وَلَا تُكْرِهُوا فَتَيَاتِكُمْ عَلَى الْبِغَاءِ إِنْ أَرَدْنَ تَحَصُّنًا لِتَبْتَغُوا عَرَضَ الْحَيَاةِ الدُّنْيَا

(…) et, dans votre recherche des profits passagers de la vie présente, ne contraignez pas vos femmes esclaves à la prostitution si elles veulent rester chastes (…) (24 :33)

Ce passage ne signifie évidemment pas que si les femmes en question ne souhaitaient pas rester chastes, il était permis de les contraindre à se prostituer ; cette formulation vise, en sus d’interdire le proxénétisme, à mettre aussi l’emphase sur le fait que la gravité de ce péché est amplifiée quand la femme qui est contrainte à se prostituer souhaite rester chaste.

On retrouve un procédé similaire dans le passage coranique suivant par le biais duquel Allah s’adressait à l’origine aux référents religieux des « Banoû Isrâïl » qui dissimulaient les vérités contenues dans leur source religieuse concernant le Prophète Mouhammad (sallallâhou ‘alayhi wa sallam), et ce, principalement pour ne pas perdre les avantages matériels dont ils pouvaient jouir à cause de leur position et de leur autorité chez leurs coreligionnaires :

وَلَا تَشْتَرُوا بِآيَاتِي ثَمَنًا قَلِيلًا

« (…) et ne troquez pas Mes Âyât (c’est-à-dire les énoncés révélés, que ce soit ceux contenus dans votre texte sacré que ceux présents dans le Qour’aane en particulier ceux qui témoignent de la véracité du Prophète Mouhammad (sallallâhou ‘alayhi wa sallam) et ordonnent de croire en lui et de le suivre) contre un petit prix (c’est-à-dire des faveurs et des avantages liés à la vie présente) (…) » (2 :43)

Il est évident que la condamnation de troquer les Âyât d’Allah n’est pas limitée au cas où le prix demandé est faible : cette interdiction est absolue et elle s’applique quelle que soit la valeur que l’on accorde à la contrepartie.

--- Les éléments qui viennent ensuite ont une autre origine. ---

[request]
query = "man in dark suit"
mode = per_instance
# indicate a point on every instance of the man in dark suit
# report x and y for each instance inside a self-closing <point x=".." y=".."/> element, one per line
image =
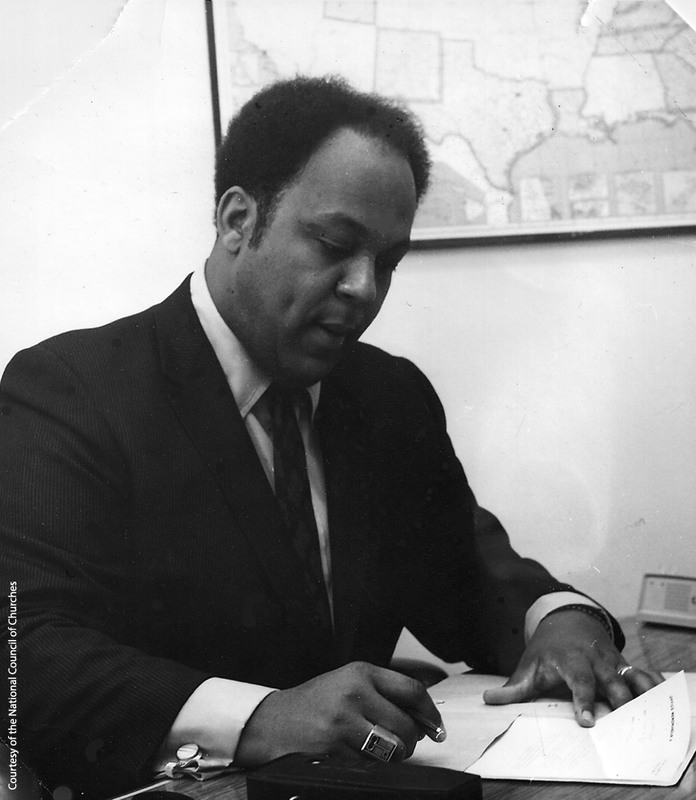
<point x="163" y="591"/>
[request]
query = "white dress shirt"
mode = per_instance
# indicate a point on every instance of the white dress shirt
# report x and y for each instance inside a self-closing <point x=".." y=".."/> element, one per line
<point x="215" y="714"/>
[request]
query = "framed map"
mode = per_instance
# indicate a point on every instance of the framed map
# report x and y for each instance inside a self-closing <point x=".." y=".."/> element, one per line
<point x="543" y="117"/>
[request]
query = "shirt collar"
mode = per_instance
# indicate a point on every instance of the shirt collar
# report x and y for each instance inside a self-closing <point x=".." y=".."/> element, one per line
<point x="245" y="379"/>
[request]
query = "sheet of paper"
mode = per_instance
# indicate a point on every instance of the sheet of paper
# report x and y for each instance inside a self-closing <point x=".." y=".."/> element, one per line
<point x="472" y="725"/>
<point x="645" y="741"/>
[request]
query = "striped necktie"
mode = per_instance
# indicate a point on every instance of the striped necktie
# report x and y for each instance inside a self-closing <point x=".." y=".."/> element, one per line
<point x="292" y="489"/>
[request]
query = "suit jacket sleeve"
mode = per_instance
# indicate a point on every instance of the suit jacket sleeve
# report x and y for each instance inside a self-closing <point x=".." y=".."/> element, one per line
<point x="89" y="707"/>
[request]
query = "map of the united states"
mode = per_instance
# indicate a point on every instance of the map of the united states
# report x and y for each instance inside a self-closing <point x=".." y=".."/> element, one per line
<point x="540" y="115"/>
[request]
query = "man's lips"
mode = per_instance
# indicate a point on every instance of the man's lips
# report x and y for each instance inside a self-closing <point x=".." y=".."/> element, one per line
<point x="333" y="334"/>
<point x="337" y="328"/>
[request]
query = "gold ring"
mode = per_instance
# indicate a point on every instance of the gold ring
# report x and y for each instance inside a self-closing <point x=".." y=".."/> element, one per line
<point x="379" y="744"/>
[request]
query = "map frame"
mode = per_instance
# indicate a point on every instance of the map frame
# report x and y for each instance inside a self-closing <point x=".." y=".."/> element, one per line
<point x="425" y="234"/>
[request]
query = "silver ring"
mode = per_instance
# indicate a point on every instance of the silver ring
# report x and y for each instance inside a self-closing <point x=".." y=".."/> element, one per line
<point x="379" y="744"/>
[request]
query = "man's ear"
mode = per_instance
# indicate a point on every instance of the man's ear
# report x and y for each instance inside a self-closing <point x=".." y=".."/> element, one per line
<point x="236" y="218"/>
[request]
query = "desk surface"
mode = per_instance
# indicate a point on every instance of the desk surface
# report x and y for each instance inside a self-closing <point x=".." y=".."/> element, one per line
<point x="648" y="646"/>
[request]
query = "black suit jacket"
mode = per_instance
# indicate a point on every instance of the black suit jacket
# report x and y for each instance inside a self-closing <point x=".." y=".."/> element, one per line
<point x="149" y="553"/>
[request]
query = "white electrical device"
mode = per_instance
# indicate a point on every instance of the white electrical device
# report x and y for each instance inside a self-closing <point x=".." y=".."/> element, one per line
<point x="668" y="600"/>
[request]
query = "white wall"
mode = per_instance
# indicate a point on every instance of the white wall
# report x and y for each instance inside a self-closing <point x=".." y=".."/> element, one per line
<point x="567" y="369"/>
<point x="568" y="373"/>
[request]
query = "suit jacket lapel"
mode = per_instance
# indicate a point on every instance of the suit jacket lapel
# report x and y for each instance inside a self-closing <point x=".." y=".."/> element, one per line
<point x="344" y="428"/>
<point x="199" y="394"/>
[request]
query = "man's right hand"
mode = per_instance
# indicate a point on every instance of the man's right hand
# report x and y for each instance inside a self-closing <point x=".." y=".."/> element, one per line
<point x="334" y="713"/>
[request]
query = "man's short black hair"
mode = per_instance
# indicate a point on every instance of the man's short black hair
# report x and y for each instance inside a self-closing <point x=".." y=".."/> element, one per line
<point x="274" y="134"/>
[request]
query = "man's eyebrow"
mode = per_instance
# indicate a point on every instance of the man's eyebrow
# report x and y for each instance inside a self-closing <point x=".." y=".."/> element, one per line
<point x="330" y="217"/>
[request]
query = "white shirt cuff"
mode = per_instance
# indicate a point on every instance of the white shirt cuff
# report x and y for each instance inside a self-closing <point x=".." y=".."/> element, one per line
<point x="548" y="602"/>
<point x="213" y="718"/>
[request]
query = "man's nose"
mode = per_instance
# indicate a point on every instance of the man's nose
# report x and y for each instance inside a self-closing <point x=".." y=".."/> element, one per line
<point x="358" y="280"/>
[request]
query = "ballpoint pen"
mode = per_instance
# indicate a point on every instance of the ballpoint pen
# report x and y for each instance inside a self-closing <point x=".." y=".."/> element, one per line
<point x="436" y="732"/>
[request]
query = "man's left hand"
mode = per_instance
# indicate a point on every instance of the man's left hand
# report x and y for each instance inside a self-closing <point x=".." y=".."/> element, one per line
<point x="574" y="649"/>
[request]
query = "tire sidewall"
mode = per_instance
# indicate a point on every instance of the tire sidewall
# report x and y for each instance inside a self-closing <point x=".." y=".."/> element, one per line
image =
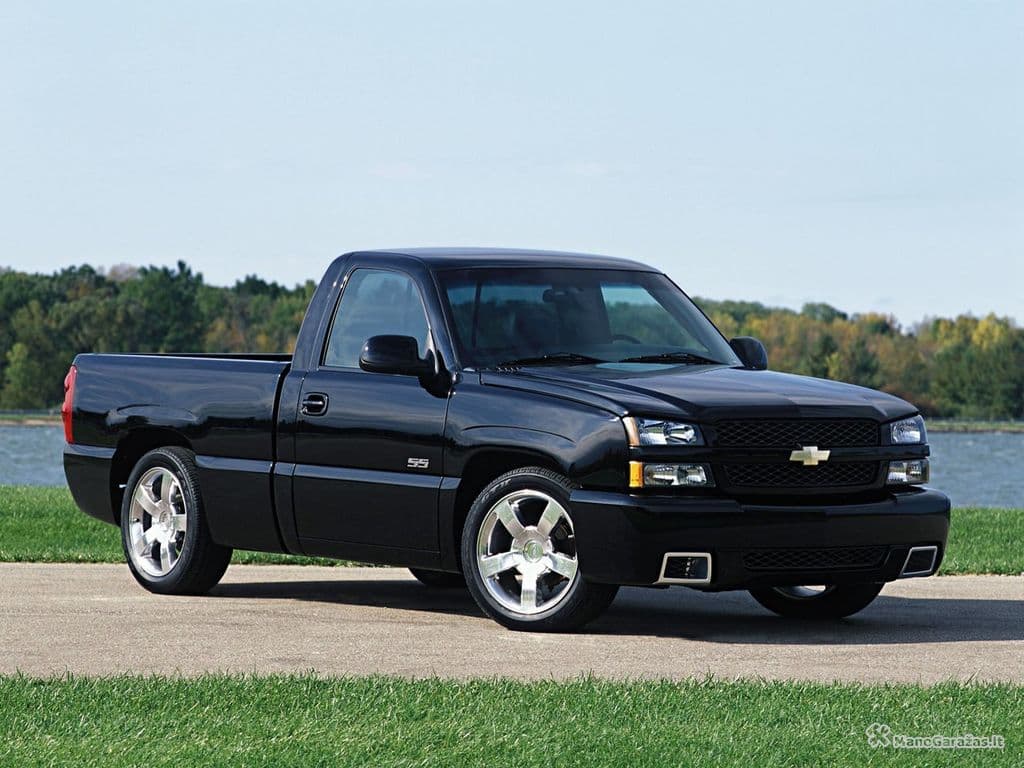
<point x="487" y="498"/>
<point x="176" y="463"/>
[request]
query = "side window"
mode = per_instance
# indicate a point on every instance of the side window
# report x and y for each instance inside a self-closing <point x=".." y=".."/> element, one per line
<point x="376" y="302"/>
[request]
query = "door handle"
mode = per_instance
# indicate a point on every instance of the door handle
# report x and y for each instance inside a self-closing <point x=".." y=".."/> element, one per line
<point x="314" y="403"/>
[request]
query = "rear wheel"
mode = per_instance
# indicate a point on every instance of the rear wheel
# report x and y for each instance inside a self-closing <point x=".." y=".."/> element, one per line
<point x="438" y="579"/>
<point x="828" y="601"/>
<point x="519" y="557"/>
<point x="164" y="531"/>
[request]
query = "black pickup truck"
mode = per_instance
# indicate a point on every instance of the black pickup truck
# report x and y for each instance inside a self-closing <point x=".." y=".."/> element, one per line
<point x="541" y="427"/>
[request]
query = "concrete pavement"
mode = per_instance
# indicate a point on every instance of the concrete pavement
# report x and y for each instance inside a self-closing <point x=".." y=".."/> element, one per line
<point x="94" y="620"/>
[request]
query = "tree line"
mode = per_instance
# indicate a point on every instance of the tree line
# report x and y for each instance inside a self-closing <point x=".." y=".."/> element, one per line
<point x="967" y="367"/>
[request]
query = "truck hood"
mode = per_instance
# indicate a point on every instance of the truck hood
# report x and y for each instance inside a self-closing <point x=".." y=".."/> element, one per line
<point x="702" y="392"/>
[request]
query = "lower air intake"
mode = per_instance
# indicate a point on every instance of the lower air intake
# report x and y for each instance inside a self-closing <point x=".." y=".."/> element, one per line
<point x="833" y="558"/>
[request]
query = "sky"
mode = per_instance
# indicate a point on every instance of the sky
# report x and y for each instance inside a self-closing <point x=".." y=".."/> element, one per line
<point x="869" y="155"/>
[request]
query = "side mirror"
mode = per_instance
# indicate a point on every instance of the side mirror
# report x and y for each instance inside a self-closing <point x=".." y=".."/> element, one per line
<point x="751" y="352"/>
<point x="395" y="354"/>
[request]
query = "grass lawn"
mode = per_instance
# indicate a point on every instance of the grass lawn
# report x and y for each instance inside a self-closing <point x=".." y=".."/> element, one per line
<point x="305" y="721"/>
<point x="43" y="525"/>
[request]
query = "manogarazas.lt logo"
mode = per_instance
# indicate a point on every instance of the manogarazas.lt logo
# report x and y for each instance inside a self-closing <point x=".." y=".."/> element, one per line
<point x="879" y="734"/>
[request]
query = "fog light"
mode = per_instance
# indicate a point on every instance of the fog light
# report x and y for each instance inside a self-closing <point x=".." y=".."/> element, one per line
<point x="908" y="472"/>
<point x="667" y="475"/>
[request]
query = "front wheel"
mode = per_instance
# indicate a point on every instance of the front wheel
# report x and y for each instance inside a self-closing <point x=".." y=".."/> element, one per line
<point x="519" y="556"/>
<point x="164" y="531"/>
<point x="829" y="601"/>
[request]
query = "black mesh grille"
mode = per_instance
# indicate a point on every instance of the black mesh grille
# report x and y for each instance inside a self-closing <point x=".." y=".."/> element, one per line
<point x="798" y="476"/>
<point x="814" y="559"/>
<point x="793" y="433"/>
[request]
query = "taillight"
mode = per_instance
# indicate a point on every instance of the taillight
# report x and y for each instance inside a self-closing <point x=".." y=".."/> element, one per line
<point x="69" y="402"/>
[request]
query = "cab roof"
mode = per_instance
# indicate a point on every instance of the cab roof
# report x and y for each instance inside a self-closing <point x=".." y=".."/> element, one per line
<point x="462" y="258"/>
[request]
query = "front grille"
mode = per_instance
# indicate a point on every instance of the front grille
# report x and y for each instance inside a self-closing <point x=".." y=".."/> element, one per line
<point x="835" y="558"/>
<point x="796" y="432"/>
<point x="838" y="474"/>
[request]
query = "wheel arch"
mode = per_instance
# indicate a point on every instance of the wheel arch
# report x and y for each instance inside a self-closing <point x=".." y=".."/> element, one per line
<point x="482" y="467"/>
<point x="130" y="449"/>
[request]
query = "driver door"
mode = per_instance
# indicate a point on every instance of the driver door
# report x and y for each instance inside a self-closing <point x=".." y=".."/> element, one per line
<point x="369" y="445"/>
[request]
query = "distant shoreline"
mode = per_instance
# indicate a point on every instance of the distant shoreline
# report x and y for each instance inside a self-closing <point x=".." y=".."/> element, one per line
<point x="934" y="425"/>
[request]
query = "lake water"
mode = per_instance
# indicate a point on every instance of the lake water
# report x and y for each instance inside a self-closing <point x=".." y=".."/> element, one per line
<point x="981" y="469"/>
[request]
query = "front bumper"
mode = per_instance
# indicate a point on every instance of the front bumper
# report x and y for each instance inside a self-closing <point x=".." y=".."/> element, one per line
<point x="623" y="539"/>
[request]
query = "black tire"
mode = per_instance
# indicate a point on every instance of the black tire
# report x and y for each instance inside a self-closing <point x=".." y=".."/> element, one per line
<point x="578" y="603"/>
<point x="837" y="601"/>
<point x="438" y="579"/>
<point x="201" y="562"/>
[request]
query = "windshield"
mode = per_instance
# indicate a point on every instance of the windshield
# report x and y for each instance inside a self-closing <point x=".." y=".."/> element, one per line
<point x="573" y="316"/>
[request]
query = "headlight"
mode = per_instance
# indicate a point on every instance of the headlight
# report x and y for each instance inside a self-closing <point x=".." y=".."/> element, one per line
<point x="657" y="432"/>
<point x="908" y="431"/>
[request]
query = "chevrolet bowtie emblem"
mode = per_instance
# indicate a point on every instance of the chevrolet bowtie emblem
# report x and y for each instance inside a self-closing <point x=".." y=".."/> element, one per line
<point x="809" y="456"/>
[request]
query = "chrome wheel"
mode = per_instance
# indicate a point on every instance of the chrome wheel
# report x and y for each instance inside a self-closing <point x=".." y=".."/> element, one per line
<point x="525" y="552"/>
<point x="805" y="593"/>
<point x="157" y="522"/>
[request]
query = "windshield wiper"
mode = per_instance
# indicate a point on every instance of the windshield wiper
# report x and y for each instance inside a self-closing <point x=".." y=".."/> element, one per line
<point x="673" y="357"/>
<point x="554" y="358"/>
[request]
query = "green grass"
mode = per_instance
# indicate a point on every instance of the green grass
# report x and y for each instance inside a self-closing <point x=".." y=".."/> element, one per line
<point x="985" y="541"/>
<point x="305" y="721"/>
<point x="42" y="524"/>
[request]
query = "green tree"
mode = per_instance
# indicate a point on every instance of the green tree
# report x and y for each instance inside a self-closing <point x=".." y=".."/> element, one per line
<point x="22" y="380"/>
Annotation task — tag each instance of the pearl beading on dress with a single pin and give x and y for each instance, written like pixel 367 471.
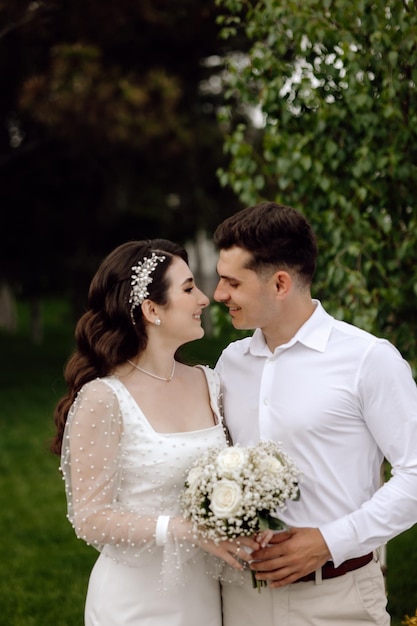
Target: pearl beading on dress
pixel 121 475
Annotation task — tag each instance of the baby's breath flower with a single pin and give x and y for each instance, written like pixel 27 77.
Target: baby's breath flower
pixel 235 491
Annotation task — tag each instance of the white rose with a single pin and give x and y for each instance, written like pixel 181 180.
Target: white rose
pixel 231 460
pixel 226 498
pixel 272 464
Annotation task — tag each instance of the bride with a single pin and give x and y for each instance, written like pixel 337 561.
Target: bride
pixel 130 425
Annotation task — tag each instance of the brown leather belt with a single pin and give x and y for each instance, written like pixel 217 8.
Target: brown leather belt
pixel 330 571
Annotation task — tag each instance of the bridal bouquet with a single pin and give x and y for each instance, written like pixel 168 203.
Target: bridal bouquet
pixel 238 491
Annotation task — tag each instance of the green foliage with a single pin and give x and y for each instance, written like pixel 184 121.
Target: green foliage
pixel 108 133
pixel 335 85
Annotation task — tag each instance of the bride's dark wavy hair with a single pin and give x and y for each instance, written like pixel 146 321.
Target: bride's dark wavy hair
pixel 105 335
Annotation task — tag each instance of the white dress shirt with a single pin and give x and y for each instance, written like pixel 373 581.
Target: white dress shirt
pixel 339 400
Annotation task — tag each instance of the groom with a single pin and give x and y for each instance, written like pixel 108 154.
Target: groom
pixel 339 400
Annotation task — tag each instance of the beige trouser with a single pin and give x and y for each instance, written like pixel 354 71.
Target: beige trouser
pixel 357 598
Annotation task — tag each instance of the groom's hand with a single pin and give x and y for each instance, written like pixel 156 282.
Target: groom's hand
pixel 289 556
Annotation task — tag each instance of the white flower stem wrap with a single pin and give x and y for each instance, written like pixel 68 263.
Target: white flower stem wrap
pixel 239 491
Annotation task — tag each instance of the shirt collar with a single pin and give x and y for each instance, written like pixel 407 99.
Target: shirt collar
pixel 314 334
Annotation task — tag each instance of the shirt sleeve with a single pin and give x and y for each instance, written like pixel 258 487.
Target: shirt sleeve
pixel 388 397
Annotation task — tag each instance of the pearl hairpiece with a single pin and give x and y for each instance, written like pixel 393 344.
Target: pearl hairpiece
pixel 141 278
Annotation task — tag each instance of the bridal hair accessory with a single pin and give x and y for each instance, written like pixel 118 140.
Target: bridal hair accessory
pixel 141 278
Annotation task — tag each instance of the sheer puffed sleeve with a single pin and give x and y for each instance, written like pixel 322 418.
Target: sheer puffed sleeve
pixel 91 464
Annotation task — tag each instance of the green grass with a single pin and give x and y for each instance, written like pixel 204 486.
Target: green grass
pixel 44 568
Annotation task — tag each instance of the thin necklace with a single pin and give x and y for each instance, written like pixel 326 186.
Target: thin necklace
pixel 154 375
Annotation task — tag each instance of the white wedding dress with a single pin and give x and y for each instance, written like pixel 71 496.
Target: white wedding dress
pixel 113 504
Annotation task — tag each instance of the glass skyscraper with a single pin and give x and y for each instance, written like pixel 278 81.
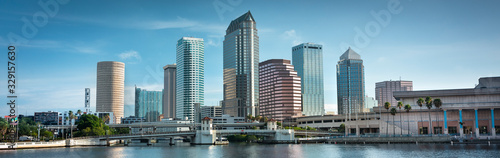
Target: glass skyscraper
pixel 148 104
pixel 241 67
pixel 189 76
pixel 307 58
pixel 350 83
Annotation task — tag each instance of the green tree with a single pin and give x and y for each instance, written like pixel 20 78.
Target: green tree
pixel 393 112
pixel 400 105
pixel 438 104
pixel 90 125
pixel 428 104
pixel 4 125
pixel 407 109
pixel 387 105
pixel 421 102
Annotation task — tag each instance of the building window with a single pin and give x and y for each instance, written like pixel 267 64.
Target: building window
pixel 483 130
pixel 438 130
pixel 452 130
pixel 424 130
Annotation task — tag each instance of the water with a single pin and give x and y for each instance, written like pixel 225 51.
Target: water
pixel 265 150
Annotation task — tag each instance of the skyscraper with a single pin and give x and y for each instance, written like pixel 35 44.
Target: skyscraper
pixel 279 88
pixel 350 83
pixel 241 67
pixel 148 104
pixel 383 90
pixel 189 76
pixel 169 91
pixel 307 58
pixel 110 88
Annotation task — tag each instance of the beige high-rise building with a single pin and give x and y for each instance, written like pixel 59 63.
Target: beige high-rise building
pixel 110 88
pixel 384 91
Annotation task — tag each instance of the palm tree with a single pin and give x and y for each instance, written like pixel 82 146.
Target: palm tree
pixel 408 108
pixel 387 105
pixel 393 112
pixel 437 104
pixel 428 103
pixel 79 112
pixel 420 102
pixel 71 117
pixel 250 117
pixel 400 105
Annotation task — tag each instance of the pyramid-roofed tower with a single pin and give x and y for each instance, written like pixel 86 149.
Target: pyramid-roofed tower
pixel 350 54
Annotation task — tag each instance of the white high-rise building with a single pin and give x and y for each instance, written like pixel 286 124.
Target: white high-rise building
pixel 190 76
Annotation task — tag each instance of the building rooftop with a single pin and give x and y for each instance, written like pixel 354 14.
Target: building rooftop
pixel 235 23
pixel 350 54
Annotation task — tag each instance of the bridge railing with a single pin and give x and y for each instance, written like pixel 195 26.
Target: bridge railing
pixel 118 135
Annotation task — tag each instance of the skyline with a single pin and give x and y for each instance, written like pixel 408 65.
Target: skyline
pixel 54 68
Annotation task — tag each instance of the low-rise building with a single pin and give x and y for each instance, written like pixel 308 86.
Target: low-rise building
pixel 47 118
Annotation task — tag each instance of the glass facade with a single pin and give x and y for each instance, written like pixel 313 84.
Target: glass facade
pixel 350 83
pixel 241 67
pixel 307 58
pixel 190 87
pixel 148 104
pixel 383 91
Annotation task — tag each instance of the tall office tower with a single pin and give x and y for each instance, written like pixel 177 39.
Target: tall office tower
pixel 110 88
pixel 87 100
pixel 383 91
pixel 241 67
pixel 350 83
pixel 169 91
pixel 307 58
pixel 148 104
pixel 189 76
pixel 279 88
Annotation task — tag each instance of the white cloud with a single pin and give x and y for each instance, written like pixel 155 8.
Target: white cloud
pixel 130 55
pixel 292 36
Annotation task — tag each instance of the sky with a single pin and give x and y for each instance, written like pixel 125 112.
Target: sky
pixel 436 44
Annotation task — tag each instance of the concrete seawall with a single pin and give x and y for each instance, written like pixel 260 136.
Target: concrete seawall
pixel 60 143
pixel 385 140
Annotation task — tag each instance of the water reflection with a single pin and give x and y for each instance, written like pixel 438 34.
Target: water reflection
pixel 265 150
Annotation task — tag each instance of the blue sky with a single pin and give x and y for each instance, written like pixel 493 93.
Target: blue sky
pixel 435 44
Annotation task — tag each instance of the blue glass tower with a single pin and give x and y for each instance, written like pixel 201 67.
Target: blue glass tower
pixel 308 61
pixel 241 67
pixel 148 104
pixel 190 87
pixel 350 83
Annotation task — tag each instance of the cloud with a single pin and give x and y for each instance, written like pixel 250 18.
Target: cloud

La mention de « thamanan qalîlâ » (petit prix) vise ici à attirer l’attention de l’interlocuteur sur le fait que, dans tous les cas, ce  serait une bien mauvaise affaire que de troquer ce qui peut garantir l’agrément d’Allah, Sa récompense et le salut éternel dans l’Au-delà contre des choses qui, quelle que soit l’importance qu’ils y accordent, ne représentent, au final, pratiquement rien dans ce monde éphémère et limité… un monde qui, dans sa totalité, n’a lui-même aucune espèce de valeur et de consistance face à l’Autre.  Le Prophète Mouhammad (sallallâhou ‘alayhi wa sallam) disait :

ما الدنيا في الآخرة إلا كمثل ما يجعل أحدكم أصبعه في اليم فلينظر بم ترجع

« Par Allah ! Le bas monde face à l’Autre est à l’exemple de l’un d’entre qui plongerait son doigt dans l’océan… qu’il observe donc ce qu’il récupère. »

(Boukhâri et Mouslim)

Wa Allâhou A’lam !


[1] Ce terme désigne notamment les intérêts exigés des débiteurs qui ne sont pas en mesure de rembourser leurs dettes à l’échéance prévue

[2] Dans les obligations portant sur un prêt d’argent, l’anatocisme désigne la capitalisation des intérêts. En droit français, cette pratique est réglementée par l’article 1343-2 du Code civil.